Needless to say, this broad-brush approach has left many well-meaning and honest politicians in the lurch. If we are to go by the encomiums heaped on retiring or dead politicians, one would think they are all angels. So much for the hypocrisy and double-speak that pervades public discourse. In the meantime, the majority of Jamaicans have abandoned their democratic right to vote and have allowed just party die-hards affiliated to the People's National Party and the Jamaica Labour Party to decide who governs. Is this true democracy when the minority decides who rules the roost at Jamaica House?
In conversations with young Jamaicans, the usual disparaging and negative remarks are forthcoming when they are asked to give their views about parliamentarians. As a result, very few of them have any desire to enter politics and frown upon those who do. I well recall when I decided to run for the People's National Party (PNP) in 2011, I was met by an elderly man in a supermarket who tearfully remarked that while he had always respected and admired me, he was most concerned that now I had gone into politics I would become corrupt and dishonest. And many young men and women whom I have mentored over the years are still aghast that I chose to become an elected representative.

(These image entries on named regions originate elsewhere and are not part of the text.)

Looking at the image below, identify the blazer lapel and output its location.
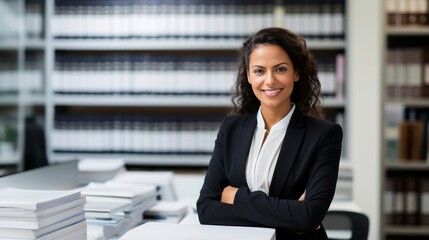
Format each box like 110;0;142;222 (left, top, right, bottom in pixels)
270;109;305;196
233;115;256;186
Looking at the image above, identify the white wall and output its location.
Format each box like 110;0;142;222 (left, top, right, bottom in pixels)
346;0;384;240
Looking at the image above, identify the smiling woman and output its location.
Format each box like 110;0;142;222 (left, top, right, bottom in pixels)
197;28;342;240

Of course, part of the problem rests with the politicians themselves who have failed to help come up with a job description and to stick to it no matter what. Oftentimes, the question asked is, what does it take to become a member of parliament? What are the necessary qualifications? The answers are many and dubious because over the years no set criteria have been established. For many Jamaicans, therefore, a Member of Parliament is for all intents and purposes a Mr or Miss Boops. In other words, he or she is here to distribute handouts and preside over the spoils and scarce benefits generated from state resources. In this context, if the MP is not careful, he or she spends most of his or her time pandering to the demands of party faithful who feel that "is fi we time now". In such a scenario, the constituency is never well served because it is that noisy, cantankerous, intimidating, slothful minority who claim that they have direct lines to the party hierarchy that seeks to control, manipulate and badmouth the MP.
The time has come for there to be a national consensus on the role of the MP as there is a great deal of misunderstanding out there that has led to parliamentarians being blamed for a great deal of things that are not part of their job. It is this tremendous pressure that is placed on MPs by their constituents and the wider public that has caused them sometimes to make empty promises or tell blatant lies in order to remain popular and relevant. This situation reminds me of a joke I read once entitled "Jamaican Politicians' Lie Clock."
A man died and went to Heaven. As he stood in front of the Pearly Gates, he saw a huge wall of clocks behind him. He asked St Peter, "Wah dem clock deh fah?"
St Peter answered, "Those are Lie-Clocks. Everyone has Lie-Clocks. Every time you tell a lie, the hands on your clock move." "Oh, ok," said the man.
"So who fah clock dat?" he asked pointing to a gold clock on the wall. "That's Mother Teresa," replied St Peter. "The hands have never moved, indicating that she never told a lie."
"Eh eh?" said the man. "And who fah clock is dat one?" he asked, pointing to a huge silver clock on the wall. St Peter responded, "That's Abraham Lincoln's clock. The hands have moved twice, telling us that Lincoln told only two lies in his entire life."
"So whey the clock dem of some Jamaican politicians dey?" asked the man. "Those? They are using them in Hell as ceiling fans."
Laugh as we must, this is a serious thing, the matter of how our politicians are perceived by John Public. Last Wednesday, the House of Parliament staged a "Parliamentary Practice & Procedure Workshop" at the Terra Nova Hotel which, unfortunately, was very poorly attended by MPs and senators. In a spirited panel discussion moderated by a UWI professor for the most part, participants including MP Fitz Jackson, former Senate President Mrs Jeanette Grant-Woodham and Rev, Gary Harriott of the Jamaica Council of Churches shared their respective views on the "The Role of the Member of Parliament and the Role of the Senator." One major observation that emerged from that discussion had to do with the role of the backbenchers in Parliament, the fact that they have a very limited opportunity to represent the interests of their constituents and are forced by the current system to be primarily rubber stamps. This is an area that needs urgent review for which the stage needs to be set. 'Nuff said!'
Lloyd B. Smith is a Member of Parliament and Deputy Speaker of the House of Representatives. The views expressed are his own and do not necessarily reflect those of the People's National Party or the Government of Jamaica.